Ángela Suárez, investigadora postdoctoral del Área de Ciencia Política, publica el capítulo “Territorial Stress in Morocco: From Democratic to Autonomist  Demands in Popular Protests in the Rif” en el libro Arab Spring and Peripheries. A Decentring Research Agenda, editado por Daniela Huber y Lorenzo Kamel y publicado por Routledge.

 

“The emerging literature on the so-called ‘Arab Spring’ has largely focused on the evolution of the uprisings in cities and power centres. In order to reach a more diversified and inner understanding of the ‘Arab Spring’, this book examines how peripheries have reacted and contributed to the historical dynamics at work in the Middle East and North Africa. It rejects the idea that the ‘Arab Spring’ is a unitary process and shows that it consists of diverse Springs that differed in terms of opportunity structure, strategies of a variance of actors and outcomes.
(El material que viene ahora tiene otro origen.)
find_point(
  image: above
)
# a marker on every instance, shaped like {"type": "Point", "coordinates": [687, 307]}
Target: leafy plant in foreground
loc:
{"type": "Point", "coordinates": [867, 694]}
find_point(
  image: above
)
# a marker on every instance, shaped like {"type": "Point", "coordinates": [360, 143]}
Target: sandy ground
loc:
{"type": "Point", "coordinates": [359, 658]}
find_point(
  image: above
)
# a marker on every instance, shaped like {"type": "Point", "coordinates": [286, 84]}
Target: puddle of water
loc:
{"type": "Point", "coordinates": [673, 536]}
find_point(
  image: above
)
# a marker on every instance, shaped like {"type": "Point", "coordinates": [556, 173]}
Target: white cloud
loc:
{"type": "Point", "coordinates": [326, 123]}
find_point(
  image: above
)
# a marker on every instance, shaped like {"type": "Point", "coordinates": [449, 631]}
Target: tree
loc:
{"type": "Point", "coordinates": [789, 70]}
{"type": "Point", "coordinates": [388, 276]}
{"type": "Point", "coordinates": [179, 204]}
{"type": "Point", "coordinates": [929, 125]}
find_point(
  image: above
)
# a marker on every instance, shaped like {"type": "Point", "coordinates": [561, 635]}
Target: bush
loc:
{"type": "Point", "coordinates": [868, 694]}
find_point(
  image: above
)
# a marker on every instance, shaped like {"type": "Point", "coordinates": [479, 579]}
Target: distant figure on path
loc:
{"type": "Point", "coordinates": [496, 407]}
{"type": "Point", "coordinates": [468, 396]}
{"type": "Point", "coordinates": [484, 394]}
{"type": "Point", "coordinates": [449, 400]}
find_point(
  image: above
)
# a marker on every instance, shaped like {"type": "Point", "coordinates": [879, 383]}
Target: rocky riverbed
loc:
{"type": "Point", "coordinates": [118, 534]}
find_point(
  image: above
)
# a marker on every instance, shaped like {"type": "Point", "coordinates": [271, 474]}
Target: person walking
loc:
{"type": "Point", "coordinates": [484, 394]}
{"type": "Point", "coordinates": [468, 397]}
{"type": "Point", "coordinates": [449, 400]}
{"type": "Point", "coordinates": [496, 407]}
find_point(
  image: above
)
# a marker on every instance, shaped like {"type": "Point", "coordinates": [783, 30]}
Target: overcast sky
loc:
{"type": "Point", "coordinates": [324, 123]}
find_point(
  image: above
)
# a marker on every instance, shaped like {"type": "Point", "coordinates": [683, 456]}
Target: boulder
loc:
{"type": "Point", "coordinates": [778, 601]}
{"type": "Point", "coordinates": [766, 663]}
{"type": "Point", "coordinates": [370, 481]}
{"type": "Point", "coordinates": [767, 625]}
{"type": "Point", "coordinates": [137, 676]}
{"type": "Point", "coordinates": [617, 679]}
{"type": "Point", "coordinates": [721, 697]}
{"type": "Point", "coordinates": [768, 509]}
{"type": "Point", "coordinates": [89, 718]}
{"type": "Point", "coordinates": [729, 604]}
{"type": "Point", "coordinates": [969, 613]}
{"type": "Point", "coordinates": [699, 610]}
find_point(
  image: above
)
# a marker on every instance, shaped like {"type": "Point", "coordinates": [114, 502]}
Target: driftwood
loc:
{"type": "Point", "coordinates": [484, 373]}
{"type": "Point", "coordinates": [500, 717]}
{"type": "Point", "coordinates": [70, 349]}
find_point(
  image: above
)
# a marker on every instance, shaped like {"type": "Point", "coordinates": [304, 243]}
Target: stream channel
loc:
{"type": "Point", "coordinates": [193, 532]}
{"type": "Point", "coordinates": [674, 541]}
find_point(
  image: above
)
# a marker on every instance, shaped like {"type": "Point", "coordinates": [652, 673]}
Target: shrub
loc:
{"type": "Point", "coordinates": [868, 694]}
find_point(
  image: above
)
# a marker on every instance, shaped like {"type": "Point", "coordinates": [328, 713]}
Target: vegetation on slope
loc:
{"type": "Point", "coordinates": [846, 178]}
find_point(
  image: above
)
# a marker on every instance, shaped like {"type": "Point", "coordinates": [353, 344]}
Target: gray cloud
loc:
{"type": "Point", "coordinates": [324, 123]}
This book looks at geographical, religious, gender and ethnical peripheries, conceptualizing periphery as a dynamic structure that can expand and contract. It shows that the seeds for changing the face of politics and polities are within peripheries themselves. Focusing on the voices of peripheries can therefore be a powerful tool to ‘de-simplify’ the reading of the Arab Spring and to reshape the paradigmatic schemes through which to look at this part of the world.”